Incident Response Hardening Playbook: From Detection to Post-Mortem

Incident Response Hardening Playbook: From Detection to Post-Mortem

Problem

During an active security incident, hardening is reactive: isolate the compromised system, contain the blast radius, preserve evidence, and stop the bleeding. After the incident, hardening is preventive: translate findings into permanent controls that ensure the same attack path never works again. Most teams lack a structured approach for either.

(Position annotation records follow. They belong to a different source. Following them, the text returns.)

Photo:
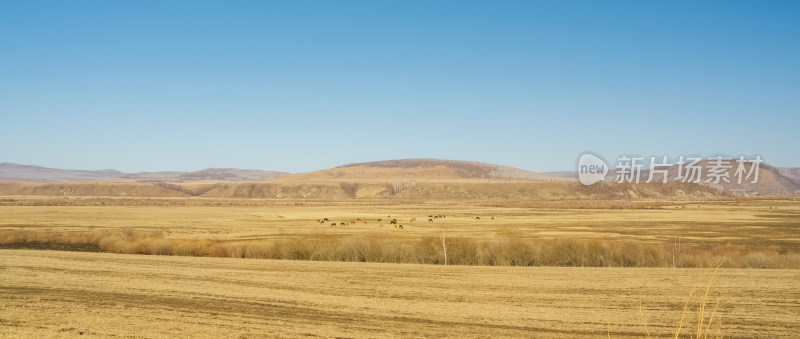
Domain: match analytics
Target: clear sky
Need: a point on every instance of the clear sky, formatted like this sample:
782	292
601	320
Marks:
305	85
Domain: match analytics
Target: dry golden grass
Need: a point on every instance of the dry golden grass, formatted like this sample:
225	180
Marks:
738	234
59	294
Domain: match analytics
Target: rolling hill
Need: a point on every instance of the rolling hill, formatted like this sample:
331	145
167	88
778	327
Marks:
10	172
209	174
16	172
420	171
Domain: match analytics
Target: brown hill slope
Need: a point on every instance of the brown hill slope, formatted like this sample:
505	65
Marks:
10	172
209	174
419	170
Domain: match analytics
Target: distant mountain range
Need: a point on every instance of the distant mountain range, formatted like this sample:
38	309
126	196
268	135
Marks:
402	173
421	170
10	172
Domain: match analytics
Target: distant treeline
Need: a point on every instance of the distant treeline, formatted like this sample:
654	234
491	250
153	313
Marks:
427	250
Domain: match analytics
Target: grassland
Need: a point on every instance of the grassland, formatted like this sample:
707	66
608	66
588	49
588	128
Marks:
752	234
62	294
187	292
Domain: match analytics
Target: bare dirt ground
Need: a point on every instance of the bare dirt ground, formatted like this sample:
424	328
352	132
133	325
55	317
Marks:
72	294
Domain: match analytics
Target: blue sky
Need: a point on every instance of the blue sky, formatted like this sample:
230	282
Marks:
305	85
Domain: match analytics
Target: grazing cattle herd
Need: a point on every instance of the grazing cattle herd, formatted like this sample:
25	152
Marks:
392	221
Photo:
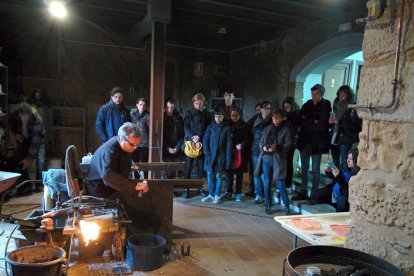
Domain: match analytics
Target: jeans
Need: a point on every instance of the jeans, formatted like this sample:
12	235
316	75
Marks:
305	156
289	168
214	183
267	177
335	155
229	182
343	153
251	175
280	183
199	161
258	181
141	155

The typical incident response is chaotic. An alert fires. Someone investigates. Credentials get rotated, maybe. The compromised pod gets deleted (destroying evidence). A week later, life continues and no permanent hardening happens. The same attack path remains open. The post-mortem (if one happens) produces action items that sit in a ticket queue for months.

This playbook provides step-by-step procedures for containment during an incident and a structured process for converting incident findings into permanent hardening controls afterward.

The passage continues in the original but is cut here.